On stage in 2007 at the Commodore, Tortoise and Fond of Tigers – each a band where two people would play drum kits at once – didn't share kits. "They had two and we had two," Gaucher said.

Gaucher noticed the forward-thinking Tortoise using digital pitched percussion instruments. "They looked more like a percussion ensemble than a rock band. They still have the bass and the guitar, but everything else is basically percussion."

"I remember it being one of those shows where everything is vibrating," Lyons said. "You’re just along for the ride of this intense propulsive energy that's happening."

Lyons recalled another moment in technology when he got a glimpse of the Tortoise dressing room, "seeing a number of the Tortoise guys on laptops, like maybe sending emails."

"At the time it just felt weird, like, why would you be on the computer?" Lyons laughed.

Footage of several numbers from Tortoise's set is on Youtube, uploaded by a user named 'submodalitee'. (I haven't identified who that is.)

Fond of Tigers haven't released an album since Uninhabit in 2016.

"We'd already put out a first record, and the second one was about to come out," Lyons said of the 2007 situation. He told me about the band's touring around that jazzfest season: the Guelph Jazz Festival, more Ontario dates, and Quebec's celebrated avant-garde Festival International Musique Actuelle de Victoriaville.

"I'm really proud of that band," Gaucher said. "If I had to pick a tune, I'd probably pick ‘Pemberdunn Maple Wolfs’."

That track is on Release the Saviours, which came out after the show opening for Tortoise.
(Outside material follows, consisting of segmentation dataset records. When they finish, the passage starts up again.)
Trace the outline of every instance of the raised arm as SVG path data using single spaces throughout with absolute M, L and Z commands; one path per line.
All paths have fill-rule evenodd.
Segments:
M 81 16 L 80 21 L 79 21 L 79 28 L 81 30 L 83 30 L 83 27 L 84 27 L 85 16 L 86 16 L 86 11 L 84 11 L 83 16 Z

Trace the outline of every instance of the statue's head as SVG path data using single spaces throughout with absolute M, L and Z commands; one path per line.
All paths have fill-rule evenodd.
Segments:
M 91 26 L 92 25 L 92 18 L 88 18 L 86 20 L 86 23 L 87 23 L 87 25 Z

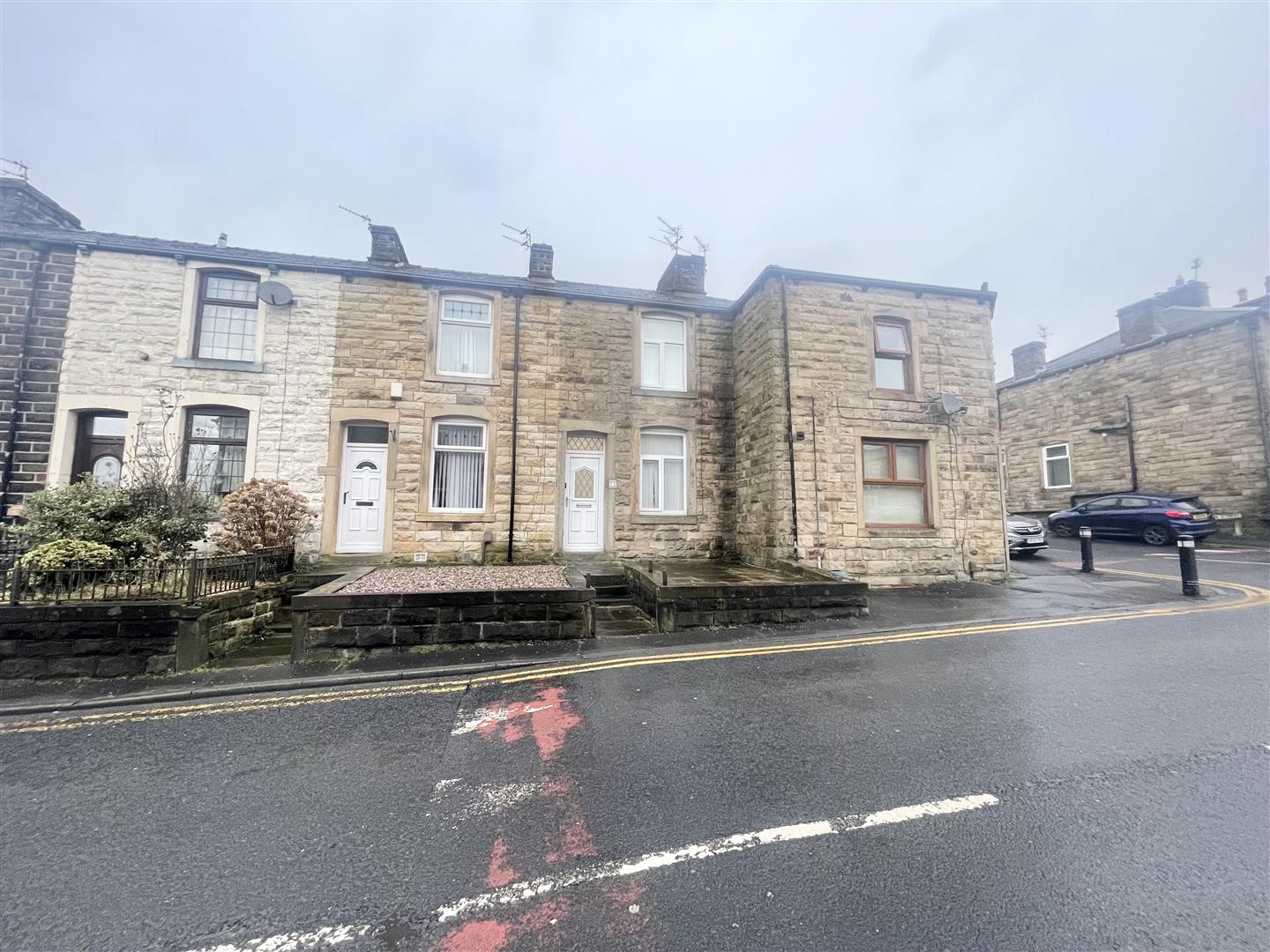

Morgan McDonald's piano and Jesse Zubot's violin climb without end while JP Carter's trumpet blows into your left ear, and Lyons' guitar distorts in the middle background. The two drummers – Skye Brooks and Gaucher – lay a carpet of thunder. Lyons and Carter lock in for a brief riff, and then after a few more minutes of that thunderous brew, the rest of the 12-minute piece alternates between softer moments and straight-up riffing.

Allan MacInnis wrote for his blog Alienated in Vancouver at the time about "the two drummers for Fond of Tigers, who blew Tortoise away and really generated an amazing amount of excitement at the Commodore".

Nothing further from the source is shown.